Here's an underlying question: what is a linear combination? Depending on your text, it'll say something like "An expression of the form $$ c_1 v_1 + \ldots + c_n v_n, $$ where the $c_i$ are scalars and $\{v_1, \ldots, v_n\}$ is a set of vectors in the vector space $V$."

The problem with this is that if all the vectors are equal, then the set contains only one vector, and ... it's not clear what's meant.

Also, do we mean the expression? Or do we mean its value? If we mean the expression, just what is that mathematically? What set does it lie in? (The value of the expression lies in $V$, but the expression? That's an altogether different kind of object.)
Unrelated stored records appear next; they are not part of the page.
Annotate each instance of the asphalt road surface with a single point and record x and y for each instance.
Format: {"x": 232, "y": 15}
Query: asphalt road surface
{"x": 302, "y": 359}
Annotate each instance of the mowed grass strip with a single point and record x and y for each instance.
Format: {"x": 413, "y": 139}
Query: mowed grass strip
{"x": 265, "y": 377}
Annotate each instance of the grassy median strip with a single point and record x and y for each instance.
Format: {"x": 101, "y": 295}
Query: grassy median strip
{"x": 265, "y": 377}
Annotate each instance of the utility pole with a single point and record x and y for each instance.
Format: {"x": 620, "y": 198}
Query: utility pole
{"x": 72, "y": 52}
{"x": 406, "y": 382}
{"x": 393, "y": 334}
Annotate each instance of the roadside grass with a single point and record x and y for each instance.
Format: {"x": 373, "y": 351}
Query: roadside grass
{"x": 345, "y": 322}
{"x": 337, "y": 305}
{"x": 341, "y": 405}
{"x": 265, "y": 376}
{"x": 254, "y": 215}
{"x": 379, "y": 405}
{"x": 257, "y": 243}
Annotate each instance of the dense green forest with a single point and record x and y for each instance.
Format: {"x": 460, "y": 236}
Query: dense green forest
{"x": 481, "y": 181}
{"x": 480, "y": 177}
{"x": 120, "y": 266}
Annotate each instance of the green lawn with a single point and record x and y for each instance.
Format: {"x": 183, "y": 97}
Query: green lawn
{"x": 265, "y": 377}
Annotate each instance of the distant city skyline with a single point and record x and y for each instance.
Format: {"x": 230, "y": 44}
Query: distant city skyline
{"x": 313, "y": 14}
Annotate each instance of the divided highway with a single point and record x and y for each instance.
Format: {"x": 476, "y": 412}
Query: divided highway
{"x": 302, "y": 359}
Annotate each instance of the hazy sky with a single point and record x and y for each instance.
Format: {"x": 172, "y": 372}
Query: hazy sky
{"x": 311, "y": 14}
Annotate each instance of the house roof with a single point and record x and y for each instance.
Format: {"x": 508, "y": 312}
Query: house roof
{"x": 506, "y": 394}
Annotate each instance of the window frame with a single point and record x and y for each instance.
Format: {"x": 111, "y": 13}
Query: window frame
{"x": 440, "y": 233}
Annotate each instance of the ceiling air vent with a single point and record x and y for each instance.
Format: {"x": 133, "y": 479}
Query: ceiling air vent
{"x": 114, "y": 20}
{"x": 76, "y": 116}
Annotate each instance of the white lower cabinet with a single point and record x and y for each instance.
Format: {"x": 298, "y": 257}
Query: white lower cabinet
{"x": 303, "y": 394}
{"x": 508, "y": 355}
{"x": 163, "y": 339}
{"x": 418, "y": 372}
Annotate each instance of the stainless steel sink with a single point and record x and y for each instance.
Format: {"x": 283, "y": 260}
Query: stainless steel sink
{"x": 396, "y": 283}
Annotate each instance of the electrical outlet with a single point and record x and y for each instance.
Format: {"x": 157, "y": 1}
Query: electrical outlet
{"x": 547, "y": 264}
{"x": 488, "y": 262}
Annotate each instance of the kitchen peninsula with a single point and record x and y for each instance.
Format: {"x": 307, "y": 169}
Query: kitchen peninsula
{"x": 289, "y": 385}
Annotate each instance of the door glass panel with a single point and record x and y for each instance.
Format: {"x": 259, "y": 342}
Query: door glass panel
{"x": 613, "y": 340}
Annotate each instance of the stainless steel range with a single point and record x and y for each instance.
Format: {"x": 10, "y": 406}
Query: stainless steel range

So here's perhaps a better version of that definition (but one I've never seen, despite having taught linear algebra multiple times):

If $v_1, \ldots, v_n$ is a finite sequence of vectors in a vector space $V$ over a field $F$, then a "linear combination" of these vectors is a finite sequence $c_1, \ldots, c_n$ of elements of $F$; the value of this linear combination is the vector $$ c_1 v_1 + \ldots + c_n v_n,$$ which is a vector in $V$.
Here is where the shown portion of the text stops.